ATR enjoyed a record year in 2011, securing 148 firm orders. "This new design, this comfort, this Italian touch, is providing additional selling reasons for ATR," says Tiefenbach. "Airlines are definitely not buying this because we have a beautiful cabin, but it's an additional point for airlines and passengers."
Fabrizio Giugiaro, styling director of Italdesign Giugiaro, says: "The main idea was to confer an emotionally and stylish charged atmosphere to the cabin, trying to reinterpret the technologically advanced aeronautic components traditionally featured in a rational and unemotional way." He says the design tries to conceal the technical parts for a warmer ambience, adding this is "supported by a singular and distinctive lighting project", with colour changing LEDs.

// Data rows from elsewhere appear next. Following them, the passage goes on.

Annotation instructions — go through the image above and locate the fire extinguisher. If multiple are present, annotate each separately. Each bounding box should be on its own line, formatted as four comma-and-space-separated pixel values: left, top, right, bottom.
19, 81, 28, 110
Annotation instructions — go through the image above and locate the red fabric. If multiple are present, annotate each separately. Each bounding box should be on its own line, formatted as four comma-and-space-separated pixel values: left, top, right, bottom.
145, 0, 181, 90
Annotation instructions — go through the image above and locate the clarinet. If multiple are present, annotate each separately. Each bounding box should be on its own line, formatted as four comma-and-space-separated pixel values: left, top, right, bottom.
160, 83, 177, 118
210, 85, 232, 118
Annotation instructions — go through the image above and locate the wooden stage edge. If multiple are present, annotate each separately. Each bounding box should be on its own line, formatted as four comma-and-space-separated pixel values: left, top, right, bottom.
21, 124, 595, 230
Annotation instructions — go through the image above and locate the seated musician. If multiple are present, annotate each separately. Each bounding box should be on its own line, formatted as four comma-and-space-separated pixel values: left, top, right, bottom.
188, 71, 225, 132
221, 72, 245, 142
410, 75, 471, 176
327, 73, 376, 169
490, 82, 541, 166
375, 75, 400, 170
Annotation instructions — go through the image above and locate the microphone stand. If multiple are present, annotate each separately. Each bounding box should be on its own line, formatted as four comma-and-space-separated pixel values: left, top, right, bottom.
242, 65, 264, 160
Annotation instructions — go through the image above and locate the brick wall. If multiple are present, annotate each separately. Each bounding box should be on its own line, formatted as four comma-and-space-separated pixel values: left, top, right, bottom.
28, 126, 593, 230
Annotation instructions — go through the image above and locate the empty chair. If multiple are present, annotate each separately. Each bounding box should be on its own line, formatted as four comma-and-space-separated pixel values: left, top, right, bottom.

Feedback from passengers on Royal Air Maroc, the launch customer of the ATR 72-600, has been "really good", notes Tiefenbach.
Clearly, modern cabins will "become part of the standard package" for regional aircraft, be they "sophisticated, advanced turboprops" such as the ATR 72 and Q400, or new-design regional aircraft such as the Sukhoi SuperJet or Mitsubishi MRJ, says Regional Airline Association president Roger Cohen. "So many regional aircraft are now operating on what would be considered mainline routes," he says. "The majority of flights are on regional aircraft. These passengers expect every amenity they are going to be getting on the mainline carrier."